Tofu Grandma then grabbed me by the arm and dragged me to the next table, which was also hers. There were wide baskets like bowls, filled with something sort of silvery, like wood shavings. She peered up into my face as if judging me, then grabbed a little pinch of the silvery shavings, grabbed my right hand with her free hand, and placed a little pile into my palm. Turns out the silvery shavings were dried, whole fish (eyes, tail and all), kind of like fish jerky, I guess. I ate them, because I didn't want to be rude or gauche. They weren't bad actually, sort of chewy, and I could not differentiate bones or anything squishy. Tofu Grandma and Tea Man were goggle-eyed--the gaijin didn't squeal, and actually ate the fish jerky! So Tofu Grandma decided I just HAD to try another handful of the fish, this time marinated in some sort of sweet soy sauce. Luckily, they hadn't rehydrated much, and I liked the saucy fish better than plain. Meanwhile, Tea Man rummaged in what I assume was his own lunch bag, and brought out a container of something golden brown and wrinkly--maybe preserved monkey ears or something. Who knew?
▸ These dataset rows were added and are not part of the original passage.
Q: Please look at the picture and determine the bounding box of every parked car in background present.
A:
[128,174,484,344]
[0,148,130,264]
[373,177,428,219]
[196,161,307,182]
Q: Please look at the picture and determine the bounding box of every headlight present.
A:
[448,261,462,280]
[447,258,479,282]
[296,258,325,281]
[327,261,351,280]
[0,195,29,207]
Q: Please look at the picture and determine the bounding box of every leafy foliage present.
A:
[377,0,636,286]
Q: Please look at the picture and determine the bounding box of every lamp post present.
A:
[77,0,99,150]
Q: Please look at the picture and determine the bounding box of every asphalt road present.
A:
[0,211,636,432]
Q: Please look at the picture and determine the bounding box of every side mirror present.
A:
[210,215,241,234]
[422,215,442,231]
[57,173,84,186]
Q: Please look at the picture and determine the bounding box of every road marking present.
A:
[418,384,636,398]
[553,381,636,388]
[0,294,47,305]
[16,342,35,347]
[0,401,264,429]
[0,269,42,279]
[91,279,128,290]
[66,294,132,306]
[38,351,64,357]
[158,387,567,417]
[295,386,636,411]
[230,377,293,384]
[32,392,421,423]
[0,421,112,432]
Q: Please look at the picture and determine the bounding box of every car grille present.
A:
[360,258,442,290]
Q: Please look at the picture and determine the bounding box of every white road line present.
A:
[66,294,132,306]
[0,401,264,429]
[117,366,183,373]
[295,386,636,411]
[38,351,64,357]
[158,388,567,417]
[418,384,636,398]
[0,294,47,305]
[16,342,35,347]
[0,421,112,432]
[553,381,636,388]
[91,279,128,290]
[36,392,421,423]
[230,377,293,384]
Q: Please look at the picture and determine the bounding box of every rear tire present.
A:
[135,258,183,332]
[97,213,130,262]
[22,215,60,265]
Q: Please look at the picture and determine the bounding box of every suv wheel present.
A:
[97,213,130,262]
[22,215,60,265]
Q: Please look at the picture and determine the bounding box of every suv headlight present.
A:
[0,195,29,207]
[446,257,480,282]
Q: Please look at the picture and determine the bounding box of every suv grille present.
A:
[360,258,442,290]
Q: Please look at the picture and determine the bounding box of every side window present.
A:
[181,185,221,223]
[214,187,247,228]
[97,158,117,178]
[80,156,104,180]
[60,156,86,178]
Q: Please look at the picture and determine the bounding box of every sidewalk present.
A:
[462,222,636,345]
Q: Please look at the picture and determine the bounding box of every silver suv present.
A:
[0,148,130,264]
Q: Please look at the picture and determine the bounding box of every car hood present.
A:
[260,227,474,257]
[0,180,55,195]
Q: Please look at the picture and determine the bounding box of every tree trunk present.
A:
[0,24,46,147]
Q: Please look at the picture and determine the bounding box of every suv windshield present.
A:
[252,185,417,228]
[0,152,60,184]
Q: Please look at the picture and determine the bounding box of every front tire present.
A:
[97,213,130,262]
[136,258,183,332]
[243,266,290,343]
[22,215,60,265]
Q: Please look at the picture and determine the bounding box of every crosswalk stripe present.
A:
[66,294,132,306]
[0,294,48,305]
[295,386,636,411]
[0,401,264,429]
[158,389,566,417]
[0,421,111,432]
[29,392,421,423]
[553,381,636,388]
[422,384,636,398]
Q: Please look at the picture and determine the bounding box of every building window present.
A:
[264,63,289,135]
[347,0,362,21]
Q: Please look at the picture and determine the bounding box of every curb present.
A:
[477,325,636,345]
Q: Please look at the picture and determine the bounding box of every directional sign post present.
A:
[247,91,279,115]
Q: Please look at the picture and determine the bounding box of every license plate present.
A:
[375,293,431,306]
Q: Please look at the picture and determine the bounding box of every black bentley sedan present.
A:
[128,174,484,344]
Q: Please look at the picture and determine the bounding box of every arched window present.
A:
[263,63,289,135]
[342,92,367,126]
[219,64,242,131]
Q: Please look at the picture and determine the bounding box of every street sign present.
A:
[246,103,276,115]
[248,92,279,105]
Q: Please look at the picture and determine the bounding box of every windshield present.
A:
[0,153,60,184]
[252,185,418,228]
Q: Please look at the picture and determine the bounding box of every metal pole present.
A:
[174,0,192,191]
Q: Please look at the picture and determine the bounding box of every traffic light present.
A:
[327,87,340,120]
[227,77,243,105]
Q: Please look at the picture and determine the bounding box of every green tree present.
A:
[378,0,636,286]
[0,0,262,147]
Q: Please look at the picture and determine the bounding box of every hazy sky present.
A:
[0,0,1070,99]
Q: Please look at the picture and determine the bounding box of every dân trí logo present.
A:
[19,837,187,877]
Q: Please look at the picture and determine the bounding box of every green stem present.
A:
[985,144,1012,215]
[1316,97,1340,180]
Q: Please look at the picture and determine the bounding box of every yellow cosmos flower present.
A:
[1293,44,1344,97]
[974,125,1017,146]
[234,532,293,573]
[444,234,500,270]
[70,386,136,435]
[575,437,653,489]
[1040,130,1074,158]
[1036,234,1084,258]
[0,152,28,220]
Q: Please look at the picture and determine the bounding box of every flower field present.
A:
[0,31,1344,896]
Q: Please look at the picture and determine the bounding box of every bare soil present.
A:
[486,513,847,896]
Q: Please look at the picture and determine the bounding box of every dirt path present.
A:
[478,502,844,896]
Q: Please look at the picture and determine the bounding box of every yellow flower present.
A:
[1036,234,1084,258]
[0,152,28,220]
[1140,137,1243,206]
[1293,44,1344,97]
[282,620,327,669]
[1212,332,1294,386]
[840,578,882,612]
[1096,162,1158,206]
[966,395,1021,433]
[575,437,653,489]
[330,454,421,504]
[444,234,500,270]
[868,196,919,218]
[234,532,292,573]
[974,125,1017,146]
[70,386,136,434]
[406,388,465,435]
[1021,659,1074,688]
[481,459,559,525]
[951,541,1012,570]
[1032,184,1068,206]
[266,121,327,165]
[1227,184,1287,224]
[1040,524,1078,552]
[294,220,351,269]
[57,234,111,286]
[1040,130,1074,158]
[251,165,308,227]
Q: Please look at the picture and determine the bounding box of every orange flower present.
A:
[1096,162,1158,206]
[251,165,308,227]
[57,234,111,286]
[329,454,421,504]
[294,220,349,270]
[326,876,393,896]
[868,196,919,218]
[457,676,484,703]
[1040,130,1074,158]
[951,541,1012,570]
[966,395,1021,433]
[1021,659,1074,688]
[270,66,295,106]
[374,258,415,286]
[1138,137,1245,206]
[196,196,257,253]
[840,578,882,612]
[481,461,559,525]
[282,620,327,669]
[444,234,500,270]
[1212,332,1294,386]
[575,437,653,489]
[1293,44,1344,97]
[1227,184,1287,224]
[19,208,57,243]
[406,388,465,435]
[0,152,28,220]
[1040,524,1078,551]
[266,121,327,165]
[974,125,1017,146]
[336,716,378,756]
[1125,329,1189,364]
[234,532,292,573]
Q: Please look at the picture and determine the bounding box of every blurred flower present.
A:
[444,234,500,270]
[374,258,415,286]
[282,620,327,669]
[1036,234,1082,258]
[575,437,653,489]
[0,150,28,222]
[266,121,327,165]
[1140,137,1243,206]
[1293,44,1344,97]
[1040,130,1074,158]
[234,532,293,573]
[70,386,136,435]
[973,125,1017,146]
He thrust them at me, taking one himself and chewing, making "yum yum" noises to encourage me. Turned out to be sliced, salted and pickled daikon radish, with a really surprising, squeaky crunch. Beaming, both Tea Man and Tofu Grandma hauled me around the corner to their buddy...the pickle maker! Pickle Chief was a HUGE man, like a Japanese version of an old-fashioned butcher in his navy blue apron and round cap--and he knew several words of English. He was thrilled to get to practice them on someone, and Tofu Grandma and Tea Man left me there, both beaming at a job well done, I guess! Pickle Chief proudly began to try and name each of his preserved wares in English--each vegetable/seaweed/fish was salted or vinegared or both, and it was all very colorful and pretty in the various barrels--including cream-colored garlic cloves pickled with something bright magenta. I bought some of the salted daikon, both because I liked the crunch and because I could see Tea Man sort of hovering in the background, glancing over to see what was going on. I also bought some white bulbs that looked like small onions--Pickle Chief called them Japanese shallots. I finished my purchases, having spent about five dollars total at the three booths and gotten to try several distinctly Japanese treats...and all three proprietors came around their tables to bow to me and thank me sincerely. I bowed back clumsily, delighted with the whole thing, the air ringing with "domo arigato gozaimasu," sort of like those cartoon chipmunks--"thank you!" "Oh no, thank YOU!" "No, really, it was my pleasure--thank YOU!" Luckily, I didn't crack skulls with anyone.
After a much-too-short Jusco visit, we headed home through the rain, past shiny car dealerships, flashy pachinko gambling parlors, rickety houses clinging to hillsides, twisty alleys filled with rusted railings and laundry, and sign after incomprehensible sign. What an experience! FH and I had about two hours to recoup before going on the first of our house hunting expeditions.